Primary Prevention of Cardiovascular Disease With HRT

Kate Maclaran; John C Stevenson


Women's Health. 2012;8(1):63-74. 

In This Article


CVD not only incorporates CHD, but also disorders of both the arterial and venous blood vessels. It is important, therefore, to also consider the impact of HRT on two important clinical outcomes: VTE and stroke.

The WHI estrogen alone arm terminated 8 months early after almost 7 years due to an apparent increased risk of stroke (HR: 1.39, estimated at an excess of 12 cases per 10,000 patient years) with 0.625 mg CEE;[29] although, surprisingly, this termination was not at the behest of the Data Safety and Monitoring Board. However, data remain conflicting regarding the exact risk of stroke with HRT. In the NHS, use of estrogen plus progestin (RR: 1.45, 95% CI: 1.10–1.92) and higher doses of CEE alone were associated with increased risk of ischemic stroke.[27] A recent meta-analysis found that oral HRT was associated with a 32% increased risk of stroke (OR: 1.32, 95% CI: 1.14–1.53).[57]

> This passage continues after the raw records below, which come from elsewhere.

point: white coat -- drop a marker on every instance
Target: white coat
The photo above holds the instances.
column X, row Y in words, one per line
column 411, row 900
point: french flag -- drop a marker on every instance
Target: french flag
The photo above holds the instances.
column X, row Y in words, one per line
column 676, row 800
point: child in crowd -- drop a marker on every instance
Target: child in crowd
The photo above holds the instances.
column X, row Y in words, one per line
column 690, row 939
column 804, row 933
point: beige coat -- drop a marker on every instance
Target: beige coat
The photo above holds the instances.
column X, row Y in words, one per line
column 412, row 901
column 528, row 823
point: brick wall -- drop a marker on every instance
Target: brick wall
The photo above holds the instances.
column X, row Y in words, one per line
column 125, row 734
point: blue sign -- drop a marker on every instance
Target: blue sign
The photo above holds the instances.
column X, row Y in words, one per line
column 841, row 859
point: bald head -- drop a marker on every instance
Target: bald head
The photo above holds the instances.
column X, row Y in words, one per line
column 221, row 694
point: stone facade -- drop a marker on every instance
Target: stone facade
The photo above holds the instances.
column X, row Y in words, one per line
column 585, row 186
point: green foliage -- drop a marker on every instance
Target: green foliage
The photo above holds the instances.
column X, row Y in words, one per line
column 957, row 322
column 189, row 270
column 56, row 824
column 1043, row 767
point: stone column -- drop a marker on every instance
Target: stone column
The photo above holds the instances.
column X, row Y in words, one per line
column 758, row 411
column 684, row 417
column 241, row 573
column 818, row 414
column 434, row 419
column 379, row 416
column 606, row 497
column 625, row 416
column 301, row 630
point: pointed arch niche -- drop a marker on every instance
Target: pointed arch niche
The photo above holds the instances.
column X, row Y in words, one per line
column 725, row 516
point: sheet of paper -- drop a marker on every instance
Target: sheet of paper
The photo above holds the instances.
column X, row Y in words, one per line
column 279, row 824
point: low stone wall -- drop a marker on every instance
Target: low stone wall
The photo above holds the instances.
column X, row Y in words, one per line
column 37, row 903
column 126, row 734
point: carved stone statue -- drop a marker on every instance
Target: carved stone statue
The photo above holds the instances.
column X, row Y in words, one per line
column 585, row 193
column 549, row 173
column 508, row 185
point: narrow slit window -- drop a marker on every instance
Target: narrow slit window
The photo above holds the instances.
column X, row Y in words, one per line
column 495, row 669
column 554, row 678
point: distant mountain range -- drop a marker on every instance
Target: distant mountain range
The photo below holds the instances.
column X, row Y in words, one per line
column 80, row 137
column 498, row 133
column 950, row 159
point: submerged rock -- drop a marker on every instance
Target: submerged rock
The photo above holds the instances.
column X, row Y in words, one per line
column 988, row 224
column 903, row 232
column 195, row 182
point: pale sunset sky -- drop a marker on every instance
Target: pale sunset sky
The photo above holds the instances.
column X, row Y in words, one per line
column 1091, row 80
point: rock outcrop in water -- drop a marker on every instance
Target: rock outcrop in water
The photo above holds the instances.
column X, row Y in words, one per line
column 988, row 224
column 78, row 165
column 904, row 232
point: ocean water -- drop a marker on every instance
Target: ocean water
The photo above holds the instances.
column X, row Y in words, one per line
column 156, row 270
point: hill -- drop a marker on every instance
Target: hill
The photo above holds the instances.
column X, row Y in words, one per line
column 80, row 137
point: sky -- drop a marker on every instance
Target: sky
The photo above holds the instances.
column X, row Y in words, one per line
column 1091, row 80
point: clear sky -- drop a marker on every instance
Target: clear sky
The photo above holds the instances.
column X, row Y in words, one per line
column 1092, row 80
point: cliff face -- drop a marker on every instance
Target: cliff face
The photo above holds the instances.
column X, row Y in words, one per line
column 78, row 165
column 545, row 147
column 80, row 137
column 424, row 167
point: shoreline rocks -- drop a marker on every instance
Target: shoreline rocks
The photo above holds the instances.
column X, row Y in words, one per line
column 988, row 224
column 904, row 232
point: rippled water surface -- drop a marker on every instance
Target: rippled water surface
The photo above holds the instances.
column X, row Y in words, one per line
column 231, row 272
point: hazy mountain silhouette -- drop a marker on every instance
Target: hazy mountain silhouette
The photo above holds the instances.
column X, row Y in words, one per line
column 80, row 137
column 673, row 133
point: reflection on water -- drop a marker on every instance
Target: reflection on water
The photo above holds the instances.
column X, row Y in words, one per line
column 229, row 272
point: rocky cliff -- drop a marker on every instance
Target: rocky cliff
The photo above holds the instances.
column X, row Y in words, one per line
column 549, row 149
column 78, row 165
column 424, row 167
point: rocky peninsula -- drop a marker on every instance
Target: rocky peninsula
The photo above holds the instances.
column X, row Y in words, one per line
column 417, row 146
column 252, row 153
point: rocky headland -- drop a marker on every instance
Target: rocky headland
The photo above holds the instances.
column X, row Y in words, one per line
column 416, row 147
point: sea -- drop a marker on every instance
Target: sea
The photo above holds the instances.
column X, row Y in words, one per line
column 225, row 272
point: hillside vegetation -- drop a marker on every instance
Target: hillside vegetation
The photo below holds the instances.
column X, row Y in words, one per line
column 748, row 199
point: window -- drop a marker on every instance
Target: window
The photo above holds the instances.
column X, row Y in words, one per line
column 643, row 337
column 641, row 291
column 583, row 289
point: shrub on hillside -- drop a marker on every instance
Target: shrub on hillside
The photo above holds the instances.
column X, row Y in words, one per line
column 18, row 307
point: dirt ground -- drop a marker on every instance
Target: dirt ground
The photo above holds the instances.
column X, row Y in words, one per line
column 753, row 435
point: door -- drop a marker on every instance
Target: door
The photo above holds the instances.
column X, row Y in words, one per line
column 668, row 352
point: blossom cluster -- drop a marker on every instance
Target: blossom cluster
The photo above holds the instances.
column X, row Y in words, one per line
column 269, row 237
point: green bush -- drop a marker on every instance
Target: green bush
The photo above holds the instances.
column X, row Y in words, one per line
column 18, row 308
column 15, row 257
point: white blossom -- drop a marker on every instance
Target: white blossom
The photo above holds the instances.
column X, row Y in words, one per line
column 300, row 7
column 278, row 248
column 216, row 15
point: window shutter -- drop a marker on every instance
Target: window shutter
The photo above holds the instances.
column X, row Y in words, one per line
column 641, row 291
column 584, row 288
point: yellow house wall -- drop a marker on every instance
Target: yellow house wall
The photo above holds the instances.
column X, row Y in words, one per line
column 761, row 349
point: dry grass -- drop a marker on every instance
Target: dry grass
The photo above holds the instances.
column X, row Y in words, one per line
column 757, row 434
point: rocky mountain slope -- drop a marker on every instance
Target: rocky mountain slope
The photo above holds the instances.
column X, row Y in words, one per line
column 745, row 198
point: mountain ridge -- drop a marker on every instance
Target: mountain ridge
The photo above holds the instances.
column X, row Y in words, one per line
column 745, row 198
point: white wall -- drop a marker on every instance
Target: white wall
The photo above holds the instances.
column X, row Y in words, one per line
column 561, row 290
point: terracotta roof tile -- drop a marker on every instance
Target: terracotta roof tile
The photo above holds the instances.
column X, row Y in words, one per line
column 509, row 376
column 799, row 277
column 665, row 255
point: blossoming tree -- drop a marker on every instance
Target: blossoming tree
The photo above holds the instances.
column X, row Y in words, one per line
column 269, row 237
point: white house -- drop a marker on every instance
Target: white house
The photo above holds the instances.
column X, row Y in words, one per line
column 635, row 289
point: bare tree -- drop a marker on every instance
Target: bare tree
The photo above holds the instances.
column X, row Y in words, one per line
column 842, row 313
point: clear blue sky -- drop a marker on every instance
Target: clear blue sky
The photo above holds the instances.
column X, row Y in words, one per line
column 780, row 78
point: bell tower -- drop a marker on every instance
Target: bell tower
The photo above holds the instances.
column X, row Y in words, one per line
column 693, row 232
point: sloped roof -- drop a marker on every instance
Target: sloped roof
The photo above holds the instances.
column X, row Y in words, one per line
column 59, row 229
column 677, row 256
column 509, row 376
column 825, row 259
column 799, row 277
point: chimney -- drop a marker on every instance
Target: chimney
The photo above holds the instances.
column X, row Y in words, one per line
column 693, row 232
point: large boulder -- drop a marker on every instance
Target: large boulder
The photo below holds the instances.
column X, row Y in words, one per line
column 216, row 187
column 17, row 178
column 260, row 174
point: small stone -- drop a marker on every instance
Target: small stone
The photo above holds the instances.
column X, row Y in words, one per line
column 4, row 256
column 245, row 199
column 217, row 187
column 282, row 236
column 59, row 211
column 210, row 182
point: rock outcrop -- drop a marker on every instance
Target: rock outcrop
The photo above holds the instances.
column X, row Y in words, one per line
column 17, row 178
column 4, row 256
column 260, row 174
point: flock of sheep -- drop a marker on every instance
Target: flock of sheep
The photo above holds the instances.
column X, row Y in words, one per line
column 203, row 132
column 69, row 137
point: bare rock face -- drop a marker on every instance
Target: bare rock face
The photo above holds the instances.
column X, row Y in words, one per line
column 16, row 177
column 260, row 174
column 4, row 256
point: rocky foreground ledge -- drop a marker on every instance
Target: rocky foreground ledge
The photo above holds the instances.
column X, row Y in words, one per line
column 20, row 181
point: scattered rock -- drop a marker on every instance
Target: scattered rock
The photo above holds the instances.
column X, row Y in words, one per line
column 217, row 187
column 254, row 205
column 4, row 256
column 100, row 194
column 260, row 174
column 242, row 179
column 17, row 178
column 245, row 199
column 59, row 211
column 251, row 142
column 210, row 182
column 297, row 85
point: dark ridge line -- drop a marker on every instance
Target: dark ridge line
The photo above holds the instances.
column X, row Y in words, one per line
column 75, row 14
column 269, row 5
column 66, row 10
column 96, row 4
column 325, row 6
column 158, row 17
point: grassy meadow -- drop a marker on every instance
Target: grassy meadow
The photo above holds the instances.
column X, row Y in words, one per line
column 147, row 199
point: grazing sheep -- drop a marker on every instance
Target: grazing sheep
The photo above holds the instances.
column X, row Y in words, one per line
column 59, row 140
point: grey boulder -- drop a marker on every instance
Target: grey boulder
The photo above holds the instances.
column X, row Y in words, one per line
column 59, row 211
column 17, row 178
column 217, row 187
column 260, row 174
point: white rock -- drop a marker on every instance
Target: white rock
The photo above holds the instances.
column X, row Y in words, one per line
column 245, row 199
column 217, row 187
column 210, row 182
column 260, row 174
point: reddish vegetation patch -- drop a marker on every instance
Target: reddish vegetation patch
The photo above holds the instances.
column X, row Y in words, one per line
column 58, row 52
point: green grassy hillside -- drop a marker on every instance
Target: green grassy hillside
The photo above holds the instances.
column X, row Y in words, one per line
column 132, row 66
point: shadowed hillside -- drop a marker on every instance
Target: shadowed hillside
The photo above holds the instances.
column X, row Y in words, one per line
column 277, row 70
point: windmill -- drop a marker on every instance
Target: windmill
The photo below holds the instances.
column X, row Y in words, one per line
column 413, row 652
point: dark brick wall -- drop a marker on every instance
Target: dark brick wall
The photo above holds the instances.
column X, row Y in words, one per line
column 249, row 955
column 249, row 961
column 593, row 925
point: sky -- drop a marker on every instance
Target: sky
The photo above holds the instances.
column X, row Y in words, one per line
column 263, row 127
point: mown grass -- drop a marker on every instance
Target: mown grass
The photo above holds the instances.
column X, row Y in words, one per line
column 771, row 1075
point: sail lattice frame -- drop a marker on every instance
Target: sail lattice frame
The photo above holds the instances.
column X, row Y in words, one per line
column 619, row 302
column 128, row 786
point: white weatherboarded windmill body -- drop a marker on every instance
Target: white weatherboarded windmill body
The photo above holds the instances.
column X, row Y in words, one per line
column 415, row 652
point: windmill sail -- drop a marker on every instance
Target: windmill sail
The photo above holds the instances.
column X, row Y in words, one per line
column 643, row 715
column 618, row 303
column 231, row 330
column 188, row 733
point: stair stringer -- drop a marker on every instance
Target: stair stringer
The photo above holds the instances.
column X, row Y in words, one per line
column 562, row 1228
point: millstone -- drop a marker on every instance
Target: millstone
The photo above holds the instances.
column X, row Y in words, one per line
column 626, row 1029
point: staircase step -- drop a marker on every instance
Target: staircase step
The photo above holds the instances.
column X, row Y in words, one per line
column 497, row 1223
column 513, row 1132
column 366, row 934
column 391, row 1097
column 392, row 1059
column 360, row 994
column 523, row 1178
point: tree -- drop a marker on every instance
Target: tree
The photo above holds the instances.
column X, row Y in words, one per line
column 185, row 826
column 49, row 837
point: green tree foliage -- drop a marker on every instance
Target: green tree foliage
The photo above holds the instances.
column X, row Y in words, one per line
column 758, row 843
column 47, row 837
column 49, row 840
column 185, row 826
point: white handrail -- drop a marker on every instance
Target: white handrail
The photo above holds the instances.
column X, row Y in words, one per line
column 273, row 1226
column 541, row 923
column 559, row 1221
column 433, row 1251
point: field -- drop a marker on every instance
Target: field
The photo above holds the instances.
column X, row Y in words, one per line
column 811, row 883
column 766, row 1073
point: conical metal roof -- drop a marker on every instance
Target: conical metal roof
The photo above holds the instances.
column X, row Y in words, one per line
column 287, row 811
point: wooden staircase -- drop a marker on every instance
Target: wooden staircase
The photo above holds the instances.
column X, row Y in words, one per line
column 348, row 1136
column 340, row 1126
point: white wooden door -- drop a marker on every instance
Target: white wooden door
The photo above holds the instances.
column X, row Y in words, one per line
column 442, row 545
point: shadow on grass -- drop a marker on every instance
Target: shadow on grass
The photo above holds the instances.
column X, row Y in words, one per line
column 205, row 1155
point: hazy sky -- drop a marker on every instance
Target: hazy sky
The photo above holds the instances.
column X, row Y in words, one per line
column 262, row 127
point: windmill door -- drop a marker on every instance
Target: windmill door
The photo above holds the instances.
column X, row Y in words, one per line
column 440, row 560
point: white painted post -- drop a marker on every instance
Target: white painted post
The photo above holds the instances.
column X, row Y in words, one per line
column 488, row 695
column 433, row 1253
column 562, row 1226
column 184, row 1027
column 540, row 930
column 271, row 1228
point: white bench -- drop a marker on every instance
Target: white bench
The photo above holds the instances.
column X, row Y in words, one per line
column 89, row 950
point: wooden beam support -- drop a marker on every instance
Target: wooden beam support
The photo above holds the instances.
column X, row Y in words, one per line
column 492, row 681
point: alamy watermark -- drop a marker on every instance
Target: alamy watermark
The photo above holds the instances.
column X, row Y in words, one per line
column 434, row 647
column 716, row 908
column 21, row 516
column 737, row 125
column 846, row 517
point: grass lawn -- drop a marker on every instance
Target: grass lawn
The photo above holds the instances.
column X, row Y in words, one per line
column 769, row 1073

Risk of stroke appears to vary by dose and route of administration. A recent case–control study found that, consistent with previous results, there was approximately a 30% increased risk of stroke in users of oral HRT (RR: 1.28, 95% CI: 1.15–1.42).[58] The authors estimated that this would amount to an attributable risk of 0.8 additional strokes per 1000 women per year. Overall, transdermal therapy was not associated with increased stroke risk (RR: 0.95, 95% CI: 0.75–1.20), but high-dose transdermal therapy alone (doses >50 µcg) was associated with increased risk (RR: 1.89, 95% CI: 1.15–3.11).

Unlike CHD, the timing hypothesis does not appear to apply to the risk of stroke, most likely because the risk of stroke is probably due to thrombotic rather than atherosclerotic mechanisms.[59] Therefore, although the literature is suggestive of an increased risk of stroke with oral HRT, there is a dose dependent relationship and the event rate is extremely low, especially in younger women.